Summary: How transformers scale to real-world data: sliding windows and KV-cache savings

Standard self-attention is operationally expensive in two distinct ways. Compute is O(n^2) in sequence length: the interaction matrix has n^2 entries, and doubling sequence length quadruples cost. Memory pressure shows up at inference: the KV cache that speeds up decoding grows with sequence length, head count, and layer depth. Two problems, two fixes. Sliding window attention restricts each token to a local neighborhood; MHA, MQA, and GQA are a progression of how aggressively keys and values are shared across attention heads. This lesson keeps the two cleanly separate.

This summary is the scan-it-in-five-minutes version. The full lesson covers each problem and its fix, with the lecturer’s own framings preserved.

  • Self-attention is O(n^2) in compute. Every token attends to every other token through Q · K^T. The interaction matrix is n by n. Doubling sequence length quadruples compute. At long contexts (tens or hundreds of thousands of tokens), this becomes a real bottleneck.
  • Sliding window attention restricts each token to its local neighborhood. Longformer (2020) introduced the pattern. Each token attends only to a window of nearby tokens (small in slide illustrations, several thousand in production). Modern implementations use tiling-based approaches that compute only the entries inside the window, never materializing the full n by n matrix.
  • The receptive field grows with stacking, even when every layer is local. Mistral is the lecture’s example: sliding window at every layer, but a token in layer 5 can transitively attend to tokens far outside layer 5’s direct window through the chain of layer-by-layer attention. Same intuition as receptive fields in convolutional neural networks.
  • Some architectures interleave local and global attention layers. Most layers use sliding-window attention (cheap); a few use full global attention (expensive but complete). Combinations vary by model.
  • The second problem is unrelated to compute scaling. During autoregressive decoding, the model attends each new token to all previous tokens. The keys and values come up repeatedly. The KV cache stores them so they do not have to be recomputed at every generation step.
  • The KV cache speeds up decoding but grows. With sequence length, head count, and layer depth. The lecturer flags this in passing; full coverage is in the next Stanford lecture. The relevant point for this lesson: the cache can become a memory bottleneck.
  • MHA → MQA → GQA progression. Standard multi-head attention (MHA): every head has its own K and V projections. Multi-query attention (MQA): all H heads share one K and one V (most aggressive savings, KV cache shrinks by factor of H). Group-query attention (GQA): G groups of H/G heads each share K and V (the modern compromise, cache shrinks by factor of H/G).
  • Why share K and V but not Q? The lecturer’s intuition: queries ask “what am I looking for,” and asking different questions across heads is valuable; keys and values are what is being looked at, so the diversity loss from sharing them is smaller. Plus the practical: the KV cache, not the Q projections, is what gets large at inference.
  • GQA is typically what you’ll see in modern LLMs, per the lecturer’s own hedged framing (“typically I would say GQA is what you would see, but it’s not necessarily the case for all models”). Quality close to MHA, memory savings close to MQA.
  • Pitfall: conflating the two problems. Sliding window is about compute; MHA/MQA/GQA are about memory. Different problems, can be combined.
  • Pitfall: thinking sliding window means the model can never see beyond the window. Stacking layers expands the receptive field beyond a single window, just like in CNNs.
  • Pitfall: forgetting these tricks affect inference more than training. The KV cache exists at decode time. MQA and GQA primarily improve inference memory and latency. Training uses the full attention computation regardless.

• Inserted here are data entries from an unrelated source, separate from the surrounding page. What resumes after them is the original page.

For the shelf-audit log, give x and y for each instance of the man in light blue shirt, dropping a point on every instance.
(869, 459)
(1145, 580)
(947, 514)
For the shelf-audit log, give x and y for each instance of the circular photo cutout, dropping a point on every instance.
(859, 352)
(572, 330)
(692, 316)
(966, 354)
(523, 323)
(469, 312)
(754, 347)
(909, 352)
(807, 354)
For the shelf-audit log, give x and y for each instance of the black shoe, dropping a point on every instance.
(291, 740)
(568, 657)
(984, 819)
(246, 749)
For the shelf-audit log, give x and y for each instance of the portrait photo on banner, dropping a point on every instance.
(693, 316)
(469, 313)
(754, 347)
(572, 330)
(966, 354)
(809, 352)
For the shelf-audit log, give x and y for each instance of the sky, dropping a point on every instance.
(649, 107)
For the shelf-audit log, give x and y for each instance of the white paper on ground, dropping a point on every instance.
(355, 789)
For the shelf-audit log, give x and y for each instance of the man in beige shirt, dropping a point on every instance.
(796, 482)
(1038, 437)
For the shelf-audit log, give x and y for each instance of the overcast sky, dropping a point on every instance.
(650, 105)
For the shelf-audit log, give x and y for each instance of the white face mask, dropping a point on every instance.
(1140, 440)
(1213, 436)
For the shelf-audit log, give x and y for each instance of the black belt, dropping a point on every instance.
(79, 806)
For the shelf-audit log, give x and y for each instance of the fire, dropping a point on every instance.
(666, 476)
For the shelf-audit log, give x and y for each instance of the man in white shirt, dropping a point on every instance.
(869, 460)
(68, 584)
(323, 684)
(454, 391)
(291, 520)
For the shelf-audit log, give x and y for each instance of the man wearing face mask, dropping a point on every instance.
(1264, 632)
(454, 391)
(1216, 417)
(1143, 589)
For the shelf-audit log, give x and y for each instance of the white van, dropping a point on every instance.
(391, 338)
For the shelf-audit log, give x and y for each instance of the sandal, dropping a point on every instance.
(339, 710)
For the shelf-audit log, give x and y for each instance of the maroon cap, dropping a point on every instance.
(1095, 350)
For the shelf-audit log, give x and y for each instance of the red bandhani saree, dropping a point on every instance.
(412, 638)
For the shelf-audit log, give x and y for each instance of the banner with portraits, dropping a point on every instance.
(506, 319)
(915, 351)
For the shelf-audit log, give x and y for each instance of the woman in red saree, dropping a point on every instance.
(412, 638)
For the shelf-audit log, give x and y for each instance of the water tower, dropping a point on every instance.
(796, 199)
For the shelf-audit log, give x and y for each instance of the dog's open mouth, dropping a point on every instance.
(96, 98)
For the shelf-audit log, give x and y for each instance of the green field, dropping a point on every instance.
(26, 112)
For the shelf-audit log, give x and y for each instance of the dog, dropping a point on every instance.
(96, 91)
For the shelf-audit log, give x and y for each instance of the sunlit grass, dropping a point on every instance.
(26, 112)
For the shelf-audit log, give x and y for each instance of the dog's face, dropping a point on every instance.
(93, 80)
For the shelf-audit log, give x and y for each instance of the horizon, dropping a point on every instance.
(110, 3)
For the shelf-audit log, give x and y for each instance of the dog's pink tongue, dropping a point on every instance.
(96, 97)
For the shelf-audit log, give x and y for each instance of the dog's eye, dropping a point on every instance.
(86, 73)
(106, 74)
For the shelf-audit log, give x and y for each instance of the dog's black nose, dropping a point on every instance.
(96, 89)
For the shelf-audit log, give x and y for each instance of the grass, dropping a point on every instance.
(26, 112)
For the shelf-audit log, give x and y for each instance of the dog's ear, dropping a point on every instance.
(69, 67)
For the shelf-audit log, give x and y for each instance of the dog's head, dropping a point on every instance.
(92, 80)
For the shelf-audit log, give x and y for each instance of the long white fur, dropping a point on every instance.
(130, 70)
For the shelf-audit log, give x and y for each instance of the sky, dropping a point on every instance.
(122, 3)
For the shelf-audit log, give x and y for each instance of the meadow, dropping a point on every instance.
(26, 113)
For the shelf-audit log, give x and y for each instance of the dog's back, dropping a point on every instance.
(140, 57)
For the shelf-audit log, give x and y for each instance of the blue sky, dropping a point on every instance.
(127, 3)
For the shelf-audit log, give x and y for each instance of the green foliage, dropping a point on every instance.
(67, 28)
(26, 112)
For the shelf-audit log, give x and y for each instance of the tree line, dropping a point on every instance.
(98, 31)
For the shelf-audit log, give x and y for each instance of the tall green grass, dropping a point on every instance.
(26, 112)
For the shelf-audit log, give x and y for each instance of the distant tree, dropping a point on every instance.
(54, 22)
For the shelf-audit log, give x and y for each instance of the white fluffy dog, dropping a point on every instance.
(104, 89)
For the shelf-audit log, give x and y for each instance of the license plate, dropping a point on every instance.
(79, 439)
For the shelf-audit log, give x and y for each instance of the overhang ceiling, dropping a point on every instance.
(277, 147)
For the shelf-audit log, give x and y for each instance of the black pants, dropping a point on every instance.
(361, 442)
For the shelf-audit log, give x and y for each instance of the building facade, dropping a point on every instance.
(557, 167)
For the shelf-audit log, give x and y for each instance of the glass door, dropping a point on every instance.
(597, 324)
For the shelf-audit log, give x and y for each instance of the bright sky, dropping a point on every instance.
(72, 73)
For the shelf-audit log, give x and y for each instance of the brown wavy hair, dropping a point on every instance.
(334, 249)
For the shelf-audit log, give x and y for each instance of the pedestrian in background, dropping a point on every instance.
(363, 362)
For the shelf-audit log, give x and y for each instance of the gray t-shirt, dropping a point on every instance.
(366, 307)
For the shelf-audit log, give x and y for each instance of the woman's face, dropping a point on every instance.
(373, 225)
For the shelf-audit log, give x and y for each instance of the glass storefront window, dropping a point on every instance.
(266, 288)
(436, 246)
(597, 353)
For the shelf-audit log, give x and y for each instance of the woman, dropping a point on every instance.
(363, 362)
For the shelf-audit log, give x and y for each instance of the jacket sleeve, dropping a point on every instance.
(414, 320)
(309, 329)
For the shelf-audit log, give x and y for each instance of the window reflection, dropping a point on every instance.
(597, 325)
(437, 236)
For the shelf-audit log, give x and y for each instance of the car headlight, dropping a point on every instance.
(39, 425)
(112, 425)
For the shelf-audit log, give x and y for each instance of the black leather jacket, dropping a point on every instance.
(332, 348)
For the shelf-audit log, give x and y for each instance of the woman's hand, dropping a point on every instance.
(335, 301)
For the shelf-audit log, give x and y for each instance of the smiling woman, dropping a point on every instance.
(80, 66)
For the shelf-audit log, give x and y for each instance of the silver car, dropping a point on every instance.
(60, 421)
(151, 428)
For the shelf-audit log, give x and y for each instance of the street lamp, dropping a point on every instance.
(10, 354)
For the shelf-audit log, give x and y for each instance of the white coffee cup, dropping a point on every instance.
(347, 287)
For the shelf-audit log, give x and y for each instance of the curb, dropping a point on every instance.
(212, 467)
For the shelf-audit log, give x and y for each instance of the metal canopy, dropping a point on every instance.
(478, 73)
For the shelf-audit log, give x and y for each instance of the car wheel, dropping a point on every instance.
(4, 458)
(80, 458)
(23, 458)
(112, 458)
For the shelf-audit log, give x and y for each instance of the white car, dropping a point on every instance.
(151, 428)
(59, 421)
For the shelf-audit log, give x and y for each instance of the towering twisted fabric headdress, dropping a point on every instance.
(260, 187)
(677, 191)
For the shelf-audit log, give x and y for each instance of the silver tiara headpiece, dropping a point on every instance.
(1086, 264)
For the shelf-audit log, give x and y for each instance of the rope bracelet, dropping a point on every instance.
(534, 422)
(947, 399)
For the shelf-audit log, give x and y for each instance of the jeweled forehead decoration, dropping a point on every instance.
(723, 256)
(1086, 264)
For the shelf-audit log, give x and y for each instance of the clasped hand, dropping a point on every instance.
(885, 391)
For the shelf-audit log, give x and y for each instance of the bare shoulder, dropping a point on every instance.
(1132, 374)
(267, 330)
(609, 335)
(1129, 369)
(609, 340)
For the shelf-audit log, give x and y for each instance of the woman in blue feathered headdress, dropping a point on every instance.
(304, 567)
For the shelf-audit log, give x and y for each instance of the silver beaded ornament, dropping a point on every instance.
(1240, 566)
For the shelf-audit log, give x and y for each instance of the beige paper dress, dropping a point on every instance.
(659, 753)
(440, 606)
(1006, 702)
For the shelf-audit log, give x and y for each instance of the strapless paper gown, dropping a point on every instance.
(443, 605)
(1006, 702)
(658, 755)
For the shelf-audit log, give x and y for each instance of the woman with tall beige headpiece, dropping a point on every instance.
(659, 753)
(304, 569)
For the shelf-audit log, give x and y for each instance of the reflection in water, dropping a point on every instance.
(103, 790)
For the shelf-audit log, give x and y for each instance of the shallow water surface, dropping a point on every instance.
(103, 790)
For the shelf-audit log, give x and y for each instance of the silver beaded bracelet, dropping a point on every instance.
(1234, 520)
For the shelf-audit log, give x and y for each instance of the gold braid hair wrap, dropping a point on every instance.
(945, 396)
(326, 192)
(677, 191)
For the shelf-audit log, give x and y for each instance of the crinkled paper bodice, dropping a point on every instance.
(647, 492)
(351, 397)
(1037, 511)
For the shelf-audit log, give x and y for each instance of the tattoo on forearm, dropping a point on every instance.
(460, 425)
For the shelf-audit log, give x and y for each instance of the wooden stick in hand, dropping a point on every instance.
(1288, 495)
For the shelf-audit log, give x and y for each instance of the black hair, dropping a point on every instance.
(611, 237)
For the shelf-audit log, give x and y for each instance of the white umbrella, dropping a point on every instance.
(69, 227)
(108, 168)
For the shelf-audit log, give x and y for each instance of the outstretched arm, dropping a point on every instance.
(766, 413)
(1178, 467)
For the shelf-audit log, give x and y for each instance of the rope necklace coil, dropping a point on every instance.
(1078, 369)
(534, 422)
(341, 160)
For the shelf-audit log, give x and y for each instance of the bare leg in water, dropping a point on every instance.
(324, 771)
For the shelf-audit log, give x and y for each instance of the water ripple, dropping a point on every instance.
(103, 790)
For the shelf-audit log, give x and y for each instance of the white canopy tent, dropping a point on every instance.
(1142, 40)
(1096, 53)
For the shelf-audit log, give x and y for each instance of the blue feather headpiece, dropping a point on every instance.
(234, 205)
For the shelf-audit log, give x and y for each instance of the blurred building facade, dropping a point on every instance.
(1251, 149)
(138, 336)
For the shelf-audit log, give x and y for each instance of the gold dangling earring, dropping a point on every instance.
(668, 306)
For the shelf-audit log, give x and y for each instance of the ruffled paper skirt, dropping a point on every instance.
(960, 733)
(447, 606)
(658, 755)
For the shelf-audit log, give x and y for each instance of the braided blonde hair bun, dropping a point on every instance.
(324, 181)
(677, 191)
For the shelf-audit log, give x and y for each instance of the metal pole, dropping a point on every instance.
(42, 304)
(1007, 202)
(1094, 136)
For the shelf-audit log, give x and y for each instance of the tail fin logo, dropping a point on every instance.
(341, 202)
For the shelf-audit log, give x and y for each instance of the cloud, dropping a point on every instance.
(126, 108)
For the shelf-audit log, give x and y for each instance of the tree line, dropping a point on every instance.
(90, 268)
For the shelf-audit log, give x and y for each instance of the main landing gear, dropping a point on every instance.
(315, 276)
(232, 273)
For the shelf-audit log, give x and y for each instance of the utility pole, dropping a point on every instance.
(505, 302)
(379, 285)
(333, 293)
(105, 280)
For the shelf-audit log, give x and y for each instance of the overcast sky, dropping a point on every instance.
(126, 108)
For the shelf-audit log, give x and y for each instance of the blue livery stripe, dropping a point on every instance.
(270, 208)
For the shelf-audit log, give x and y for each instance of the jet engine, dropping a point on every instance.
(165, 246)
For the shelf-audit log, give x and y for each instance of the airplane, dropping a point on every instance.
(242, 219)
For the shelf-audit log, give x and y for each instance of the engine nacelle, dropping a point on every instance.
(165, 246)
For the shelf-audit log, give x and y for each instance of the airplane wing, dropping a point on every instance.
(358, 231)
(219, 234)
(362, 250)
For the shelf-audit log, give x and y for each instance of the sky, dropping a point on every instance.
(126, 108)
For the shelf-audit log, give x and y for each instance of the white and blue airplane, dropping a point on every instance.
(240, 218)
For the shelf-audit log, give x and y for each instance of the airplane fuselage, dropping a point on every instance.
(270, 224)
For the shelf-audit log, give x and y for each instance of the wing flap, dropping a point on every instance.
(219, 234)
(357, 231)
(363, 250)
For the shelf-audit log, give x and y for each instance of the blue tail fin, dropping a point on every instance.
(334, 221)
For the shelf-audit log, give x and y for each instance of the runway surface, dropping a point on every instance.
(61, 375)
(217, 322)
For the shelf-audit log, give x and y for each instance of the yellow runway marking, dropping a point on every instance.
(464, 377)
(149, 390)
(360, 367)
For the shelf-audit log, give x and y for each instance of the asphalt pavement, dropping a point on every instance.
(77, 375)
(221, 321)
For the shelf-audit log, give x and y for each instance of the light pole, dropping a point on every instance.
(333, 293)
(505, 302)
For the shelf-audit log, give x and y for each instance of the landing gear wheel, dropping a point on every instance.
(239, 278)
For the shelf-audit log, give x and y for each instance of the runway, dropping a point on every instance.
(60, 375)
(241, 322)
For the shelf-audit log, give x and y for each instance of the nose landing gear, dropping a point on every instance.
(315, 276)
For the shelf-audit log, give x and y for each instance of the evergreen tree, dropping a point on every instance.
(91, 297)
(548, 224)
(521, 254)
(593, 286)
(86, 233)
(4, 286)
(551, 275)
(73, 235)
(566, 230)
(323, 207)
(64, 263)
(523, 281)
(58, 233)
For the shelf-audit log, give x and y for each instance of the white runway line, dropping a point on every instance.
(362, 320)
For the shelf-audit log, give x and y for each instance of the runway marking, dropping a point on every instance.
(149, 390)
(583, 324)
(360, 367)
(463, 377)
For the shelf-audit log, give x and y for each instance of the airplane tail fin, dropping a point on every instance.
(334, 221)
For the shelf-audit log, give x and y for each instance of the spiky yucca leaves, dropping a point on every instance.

When you read a model card and see “sliding window attention” or “GQA,” you now know which efficiency problem each one is targeting. When a vendor advertises a very long context window, the underlying machinery is almost always some combination of these techniques. The “post-2017 changes that stuck” arc closes here: position embeddings (Lecture 2.1), normalization (Lecture 2.2), attention efficiency (this lesson) are the three places the field genuinely moved on from the original transformer. The next lesson opens a new arc on transformer-based architectures (T5 and BERT family).

Sliding window attention is about compute.
MHA, MQA, and GQA are about memory.
Two problems, two fixes, often combined.